Neuro-modulation uses specific advances in bio-engineering technology to treat patients suffering from disorders affecting the nervous system (such as chronic pain or Parkinson's disease). In neurosurgery this involves the surgical implant of an electrical stimulation device (spinal or cerebral neuro-stimulation) or a constant programmed medication distribution device (pump implant). The device is implanted under the skin in contact with the specific part of the nervous system associated with the patient's condition. All of these techniques share the following common factors:
non-lesional: the device does not affect the integrity of the nervous system
reversible: if necessary, the implanted device can be immediately deactivated at any time
programmable: the function of the implanted device (nervous system electrical stimulation, medication distribution) is under the total control of the medical team by way of an external programming system which controls the device, ensuring that the treatment is adapted to suit the patient's specific needs:
to treat the condition, the implanted device modifies the function of a highly specific part of the nervous system
The main neurosurgical applications of neuro-modulation are the treatment of chronic pain, Parkinson's disease, medication-resistant tremors (essential tremors, tremors associated with multiple sclerosis), spasticity. Current scientific and clinical research and trials are exploring other potential applications. Hôpital Foch has authorisation for conventional intra-cranial neurosurgery and intra-cranial functional neurosurgery.
This activity requires close collaboration between various specialisations and departments: neurosurgery, the pain coordination unit, neurology, neurophysiology, neuro-radiology, physical medicine and functional rehabilitation, anaesthesiology-intensive care.
Neurosurgical treatment of pain
Treatment for pain at Hôpital Foch involves the intervention of multidisciplinary teams (the pain coordination unit, anaesthesiology-intensive care, physical medicine and functional rehabilitation, neurosurgery). In certain cases neuro-modulation implants may be envisaged to treat chronic pain which is shown to be resistant to treatment provided by the pain unit. Cases are discusses individually at multi-disciplinary meetings. The available techniques are: spinal stimulation, cortical stimulation, medication via intra-thecal pump (injection into the meninges).
Parkinson's disease requires specialised neurological care and is treated with medication. In certain cases, it can become more and more difficult to control the symptoms of the disease regardless of changes made to the medication protocols.
In this case there can be recourse to deep cerebral neuro-stimulation applied to an area of the brain called the sub-thalamic nucleus. This requires the completion of a thorough neurological survey since the conditions required for neuro-stimulation are very strict and well-defined.
Tremors (not associated with Parkinson's disease)

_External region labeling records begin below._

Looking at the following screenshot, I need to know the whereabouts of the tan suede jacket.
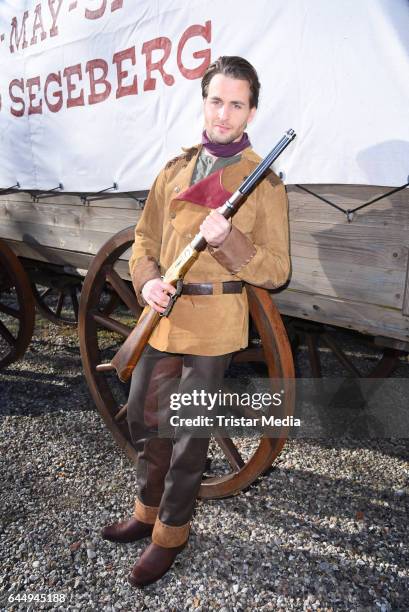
[129,145,290,355]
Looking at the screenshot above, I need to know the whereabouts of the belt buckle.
[159,278,183,317]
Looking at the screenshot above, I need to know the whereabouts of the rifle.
[97,130,296,382]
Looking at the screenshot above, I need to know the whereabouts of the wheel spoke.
[0,304,21,319]
[55,291,65,317]
[40,287,53,300]
[70,287,78,321]
[106,268,140,316]
[0,321,16,346]
[92,312,132,338]
[215,437,244,472]
[114,404,128,423]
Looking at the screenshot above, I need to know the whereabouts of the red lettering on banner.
[9,21,211,117]
[177,21,212,79]
[85,59,112,104]
[44,72,63,113]
[30,4,47,45]
[142,36,175,91]
[10,11,28,53]
[26,76,43,115]
[9,79,26,117]
[48,0,63,36]
[112,47,138,99]
[85,0,107,19]
[63,64,84,108]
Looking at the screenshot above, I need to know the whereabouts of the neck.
[202,130,251,157]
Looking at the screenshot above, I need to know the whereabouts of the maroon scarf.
[202,130,251,157]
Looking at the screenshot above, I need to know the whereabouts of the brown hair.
[202,55,260,108]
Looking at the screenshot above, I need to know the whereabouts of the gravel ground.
[0,319,409,612]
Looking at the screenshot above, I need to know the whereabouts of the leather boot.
[101,517,153,544]
[128,542,186,588]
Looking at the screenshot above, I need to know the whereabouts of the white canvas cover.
[0,0,409,191]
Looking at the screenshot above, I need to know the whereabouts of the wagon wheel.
[79,227,294,498]
[31,278,82,327]
[0,240,35,367]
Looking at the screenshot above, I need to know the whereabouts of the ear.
[247,106,257,123]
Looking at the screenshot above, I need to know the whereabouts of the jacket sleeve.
[208,180,291,289]
[129,170,165,306]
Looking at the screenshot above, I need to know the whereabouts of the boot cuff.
[134,498,159,525]
[152,518,190,548]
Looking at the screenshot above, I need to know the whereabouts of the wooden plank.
[0,202,142,234]
[0,222,135,255]
[290,256,404,309]
[272,289,409,342]
[0,191,148,210]
[6,240,131,281]
[291,221,409,272]
[402,250,409,317]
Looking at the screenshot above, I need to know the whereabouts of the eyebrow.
[210,96,245,106]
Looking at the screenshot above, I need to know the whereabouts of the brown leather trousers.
[128,345,231,527]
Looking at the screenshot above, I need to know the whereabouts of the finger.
[146,300,165,313]
[152,293,170,308]
[161,281,176,295]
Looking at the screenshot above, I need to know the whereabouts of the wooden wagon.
[0,179,409,497]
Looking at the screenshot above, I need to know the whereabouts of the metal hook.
[80,183,118,206]
[0,181,20,193]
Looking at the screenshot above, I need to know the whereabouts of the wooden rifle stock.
[103,130,295,382]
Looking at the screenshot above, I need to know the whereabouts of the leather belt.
[182,281,243,295]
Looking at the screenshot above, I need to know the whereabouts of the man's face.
[204,74,256,144]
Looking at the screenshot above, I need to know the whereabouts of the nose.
[218,104,229,121]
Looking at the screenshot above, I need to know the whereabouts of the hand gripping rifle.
[97,130,295,382]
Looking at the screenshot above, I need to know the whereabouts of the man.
[102,56,290,587]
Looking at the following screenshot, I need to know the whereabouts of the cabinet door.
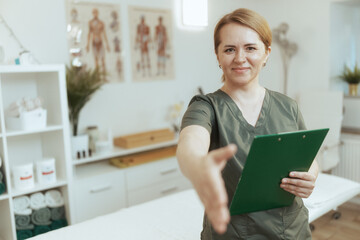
[126,157,182,191]
[128,177,191,206]
[75,171,126,222]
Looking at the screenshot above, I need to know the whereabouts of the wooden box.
[110,146,176,168]
[114,128,175,148]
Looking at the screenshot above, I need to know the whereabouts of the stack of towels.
[14,190,67,240]
[0,161,6,195]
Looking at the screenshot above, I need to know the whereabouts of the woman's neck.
[221,82,265,106]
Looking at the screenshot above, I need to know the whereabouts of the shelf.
[73,139,178,165]
[0,64,64,73]
[0,193,9,201]
[6,125,63,137]
[12,180,67,197]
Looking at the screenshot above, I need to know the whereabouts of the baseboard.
[350,195,360,205]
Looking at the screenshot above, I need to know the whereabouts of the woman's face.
[217,23,271,86]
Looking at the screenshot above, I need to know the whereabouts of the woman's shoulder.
[267,89,297,107]
[189,90,222,105]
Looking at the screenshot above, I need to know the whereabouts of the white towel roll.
[45,190,64,208]
[30,192,46,210]
[14,196,32,215]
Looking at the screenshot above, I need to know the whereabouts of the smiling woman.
[177,8,318,239]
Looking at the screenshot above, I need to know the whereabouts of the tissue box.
[114,128,175,148]
[6,108,47,130]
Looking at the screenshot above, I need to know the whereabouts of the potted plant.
[66,66,105,158]
[339,64,360,96]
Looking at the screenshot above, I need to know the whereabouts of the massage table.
[31,174,360,240]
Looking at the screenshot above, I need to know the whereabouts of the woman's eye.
[225,48,235,53]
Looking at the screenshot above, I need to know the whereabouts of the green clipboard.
[230,128,329,215]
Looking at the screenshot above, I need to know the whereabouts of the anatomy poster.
[129,6,174,82]
[67,1,124,83]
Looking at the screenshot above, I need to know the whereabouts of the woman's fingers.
[194,144,237,234]
[209,144,237,163]
[280,172,316,198]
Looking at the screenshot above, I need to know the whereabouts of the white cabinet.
[73,141,191,222]
[0,65,72,240]
[74,162,126,222]
[125,157,191,206]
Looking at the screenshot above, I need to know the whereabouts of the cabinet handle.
[161,186,178,194]
[90,184,111,193]
[160,168,177,175]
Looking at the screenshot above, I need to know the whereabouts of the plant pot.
[71,134,89,159]
[349,83,359,96]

Tremors are a common symptom and are not always associated with Parkinson's disease. Other diseases are manifested by severe tremors such as essential tremor or multiple sclerosis (MS). In certain cases it can become increasingly difficult to control the tremors even after trying numerous medications. In this case there can be recourse to deep cerebral neuro-stimulation applied to an area of the brain called the thalamus.

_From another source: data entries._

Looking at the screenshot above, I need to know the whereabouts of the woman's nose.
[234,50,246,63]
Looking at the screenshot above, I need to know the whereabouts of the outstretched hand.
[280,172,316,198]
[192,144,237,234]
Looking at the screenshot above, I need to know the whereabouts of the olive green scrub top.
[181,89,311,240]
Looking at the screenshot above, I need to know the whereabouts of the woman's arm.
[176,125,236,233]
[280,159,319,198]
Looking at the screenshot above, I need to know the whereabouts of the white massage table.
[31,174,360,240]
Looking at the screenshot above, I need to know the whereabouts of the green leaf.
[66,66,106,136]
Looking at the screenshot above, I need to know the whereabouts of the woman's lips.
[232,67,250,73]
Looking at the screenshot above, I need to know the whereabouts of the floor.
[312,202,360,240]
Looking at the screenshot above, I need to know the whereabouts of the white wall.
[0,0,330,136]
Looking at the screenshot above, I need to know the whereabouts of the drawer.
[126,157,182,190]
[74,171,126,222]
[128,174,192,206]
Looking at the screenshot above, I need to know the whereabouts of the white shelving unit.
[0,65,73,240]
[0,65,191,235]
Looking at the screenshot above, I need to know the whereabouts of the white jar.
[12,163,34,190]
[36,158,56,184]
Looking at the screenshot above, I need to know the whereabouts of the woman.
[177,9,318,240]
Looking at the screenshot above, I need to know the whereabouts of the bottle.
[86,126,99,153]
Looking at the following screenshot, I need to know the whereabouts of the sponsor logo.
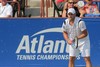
[16,28,80,60]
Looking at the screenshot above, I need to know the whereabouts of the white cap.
[68,8,76,14]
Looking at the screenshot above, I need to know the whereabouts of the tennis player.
[62,8,92,67]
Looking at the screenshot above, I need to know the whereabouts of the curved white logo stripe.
[31,28,62,37]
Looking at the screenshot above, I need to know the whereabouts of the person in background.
[62,0,80,17]
[13,0,25,17]
[56,0,67,11]
[83,0,99,14]
[62,8,92,67]
[0,0,13,18]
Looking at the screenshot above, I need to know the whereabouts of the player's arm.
[78,21,88,39]
[63,31,72,45]
[78,29,88,39]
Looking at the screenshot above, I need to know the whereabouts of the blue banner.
[0,18,100,67]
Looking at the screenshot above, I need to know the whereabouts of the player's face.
[67,13,76,20]
[1,0,7,6]
[68,0,74,8]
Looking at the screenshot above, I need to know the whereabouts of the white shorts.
[69,45,90,57]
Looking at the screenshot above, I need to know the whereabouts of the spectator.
[62,0,80,17]
[83,0,99,14]
[13,0,25,17]
[0,0,12,18]
[56,0,67,11]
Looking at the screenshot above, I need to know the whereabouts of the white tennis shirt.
[62,17,90,50]
[0,3,13,17]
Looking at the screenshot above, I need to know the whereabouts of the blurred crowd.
[0,0,100,17]
[56,0,100,17]
[0,0,25,18]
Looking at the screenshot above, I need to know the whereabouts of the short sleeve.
[7,5,13,16]
[79,21,86,31]
[62,21,66,31]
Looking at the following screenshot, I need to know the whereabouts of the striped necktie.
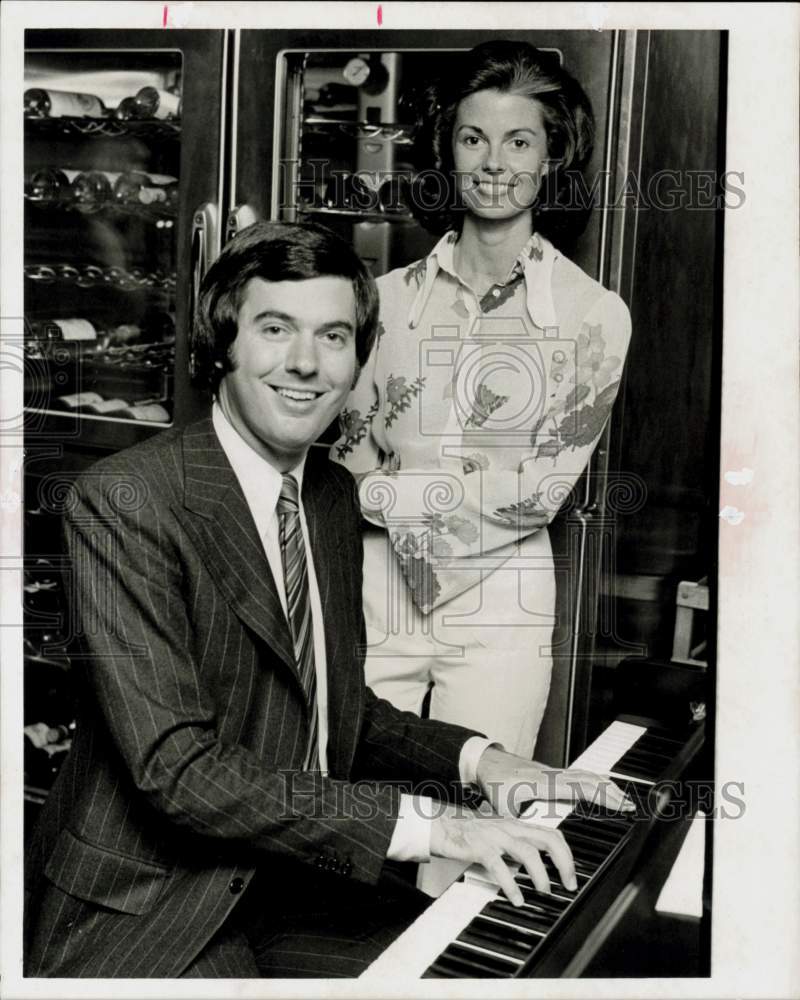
[277,475,319,771]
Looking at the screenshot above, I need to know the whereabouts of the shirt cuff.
[386,794,442,862]
[458,736,505,785]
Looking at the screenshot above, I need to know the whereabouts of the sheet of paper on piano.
[656,812,706,920]
[360,722,646,981]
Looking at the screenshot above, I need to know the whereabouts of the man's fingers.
[522,849,550,892]
[545,830,578,892]
[482,855,525,906]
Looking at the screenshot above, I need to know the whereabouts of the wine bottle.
[72,170,118,212]
[114,171,178,213]
[134,87,181,118]
[25,167,73,205]
[113,97,140,122]
[342,53,389,96]
[29,317,97,341]
[24,87,108,118]
[309,83,357,107]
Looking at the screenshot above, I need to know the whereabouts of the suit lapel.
[303,449,360,777]
[176,418,299,680]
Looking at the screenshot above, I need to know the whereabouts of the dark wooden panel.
[234,29,614,276]
[606,31,724,657]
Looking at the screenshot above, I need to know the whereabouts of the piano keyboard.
[361,721,700,980]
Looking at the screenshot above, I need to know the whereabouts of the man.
[26,223,623,977]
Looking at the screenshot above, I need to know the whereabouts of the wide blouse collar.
[408,231,560,330]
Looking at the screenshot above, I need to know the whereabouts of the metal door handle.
[225,204,258,243]
[189,201,217,376]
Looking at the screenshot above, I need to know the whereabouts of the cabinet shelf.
[297,205,415,225]
[303,115,414,146]
[25,195,175,229]
[25,115,181,141]
[25,263,177,294]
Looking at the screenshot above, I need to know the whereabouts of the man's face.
[219,277,356,472]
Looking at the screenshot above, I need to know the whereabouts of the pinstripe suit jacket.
[25,419,473,977]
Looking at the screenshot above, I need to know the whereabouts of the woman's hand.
[477,747,636,816]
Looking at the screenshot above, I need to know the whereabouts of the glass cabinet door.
[21,31,224,450]
[24,51,182,426]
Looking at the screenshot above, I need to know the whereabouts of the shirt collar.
[211,400,306,538]
[408,231,560,330]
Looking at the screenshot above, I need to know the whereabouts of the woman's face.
[453,90,547,220]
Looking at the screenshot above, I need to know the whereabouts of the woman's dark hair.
[411,41,594,246]
[190,222,378,392]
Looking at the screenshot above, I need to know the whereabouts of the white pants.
[363,529,555,895]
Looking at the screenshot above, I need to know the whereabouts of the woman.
[333,42,630,788]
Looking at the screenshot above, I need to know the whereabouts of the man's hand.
[477,747,636,816]
[431,813,578,906]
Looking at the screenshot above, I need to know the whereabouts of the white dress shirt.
[211,402,490,861]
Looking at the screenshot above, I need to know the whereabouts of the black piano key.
[612,754,664,781]
[614,778,653,819]
[612,750,670,781]
[488,899,561,936]
[570,801,634,834]
[622,743,675,772]
[558,816,627,850]
[456,916,531,962]
[422,951,512,979]
[564,830,611,863]
[633,728,686,757]
[444,941,520,978]
[510,888,575,917]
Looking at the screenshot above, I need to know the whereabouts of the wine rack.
[25,115,181,142]
[25,263,177,295]
[23,50,183,434]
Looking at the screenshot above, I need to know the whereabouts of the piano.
[361,717,708,981]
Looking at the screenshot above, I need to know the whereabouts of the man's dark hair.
[411,40,594,248]
[190,222,378,392]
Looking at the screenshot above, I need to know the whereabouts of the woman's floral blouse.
[332,233,630,612]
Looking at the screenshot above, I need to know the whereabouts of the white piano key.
[360,882,497,982]
[361,722,647,981]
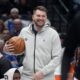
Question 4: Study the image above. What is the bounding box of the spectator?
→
[62,11,80,80]
[5,8,30,35]
[4,6,62,80]
[4,68,21,80]
[0,52,12,79]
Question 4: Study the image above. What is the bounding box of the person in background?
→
[4,6,62,80]
[61,11,80,80]
[0,52,12,79]
[4,68,21,80]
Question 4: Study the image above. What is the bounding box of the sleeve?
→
[41,31,62,75]
[61,15,79,80]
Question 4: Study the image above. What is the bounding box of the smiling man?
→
[4,6,61,80]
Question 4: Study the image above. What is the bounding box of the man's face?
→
[32,10,47,27]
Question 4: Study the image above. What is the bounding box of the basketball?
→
[8,36,25,55]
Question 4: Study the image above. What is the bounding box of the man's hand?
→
[3,42,15,52]
[32,71,44,80]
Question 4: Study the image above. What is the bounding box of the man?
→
[61,11,80,80]
[4,6,61,80]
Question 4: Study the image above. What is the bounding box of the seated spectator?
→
[4,68,21,80]
[0,53,12,80]
[18,66,23,74]
[13,19,23,36]
[0,20,11,41]
[5,8,30,35]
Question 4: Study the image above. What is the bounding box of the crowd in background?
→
[0,0,80,78]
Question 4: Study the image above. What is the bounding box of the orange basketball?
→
[8,36,25,54]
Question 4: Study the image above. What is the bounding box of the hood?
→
[4,68,17,80]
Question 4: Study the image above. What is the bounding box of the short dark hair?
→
[33,6,47,14]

For some patients who suffer injuries to the spinal cord or with multiple sclerosis (MS) the exaggeration of muscular reflexes can lead to sometimes painful muscular rigidity. Oral medication is the initial treatment for this. In more difficult cases, after a thorough medical survey, the implant of a medication delivery pump directly into the meninges can be envisaged.
Deep cerebral stimulation
Deep cerebral stimulation interventions (Parkinson's disease, tremors, others) involve implanting electrodes into a very specifically targeted area of the brain. The precision of this implant procedure requires the use of neuro-imaging and the monitoring of brain activity during the operation.
Post-operative adjustments to implanted devices
Implanted devices require regular medical monitoring through consultations or short or long-stay hospital visits to control that they function correctly and to adjust their programs as the disease and its symptoms evolve.
Changing the electrical power generator or "battery"
Electrical neuro-stimulation devices include an electrode implanted in contact with the nervous system which is connected by extension to an electrical power generator or "battery". This electrical generator has an operating life of about 4-5 years. A simple surgical operation is required to change this. In some cases, electrical power generators exist which can be charged externally thus increasing their operating life.